Are these the best deals out there? I already said a "do it yourselfer" can probably get better numbers by marching the streets, making hundreds of offers, hiring crews, managing construction, finding tenants and managing those tenants - but that's awfully hard to do from out of state, or worse, from out of the country.

I will take your advice and post some of these opportunities on your marketplace. The states we like are Texas, Indiana, Ohio, Florida and Pennsylvania, so any discussion about Chicago is really a mute point when it comes to me or Real Wealth Network. It's not our focus - but maybe a good discussion for another forum.

Post: kathy fettke real wealth network

Kathy Fettke
Pro Member
Posted
  • Rental Property Investor
  • Los Angeles, CA
  • Posts 100
  • Votes 176

Hi Joel,

Thanks. I prefer civil and must say my first day on Better Pockets felt like a battle zone. Whew!

Gotta set the record straight - I bought 3 properties last year from turn-key providers. How is that "cherry picking" out of the thousands of properties available?

Second - Our target is 9-12% cash on cash returns on fully rehabbed SFR's (including all new electrical, new HVAC, new plumbing, new roofs, new appliances) in B neighborhoods.

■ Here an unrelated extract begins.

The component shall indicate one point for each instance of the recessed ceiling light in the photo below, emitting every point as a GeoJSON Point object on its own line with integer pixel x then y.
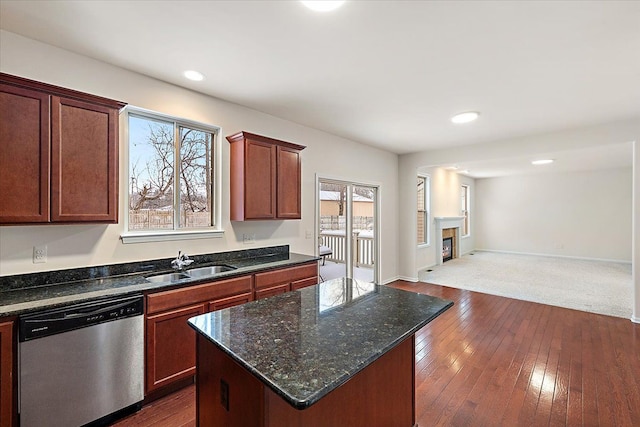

Third - we see returns in many neighborhoods are declining as prices are increasing so we have turned our attention to foreclosed developments, apartments and commercial buildings.

For example, we picked up 27 waterfront townhomes in Portland that were 70% complete before the bank failed. The loan was $12.8M but we bought the project for $3M. We finished it out and sold retail. Investors got 20+ IRR.

Latest projects are similar - an unfinished resort in Tahoe that was $38M that we tied up for $2M and a foreclosed subdivision in Tampa that was $160M that we got for $16M. We still like single family buy & hold rentals, but these bigger projects are too good to pass up and our network loves them because we only partner with successful developers how have 30+ years experience.

My one request - PLEASE STOP making assumptions about me. It's unfair. Happy to answer questions but getting tired of false accusations from people who don't know a thing about me or my company.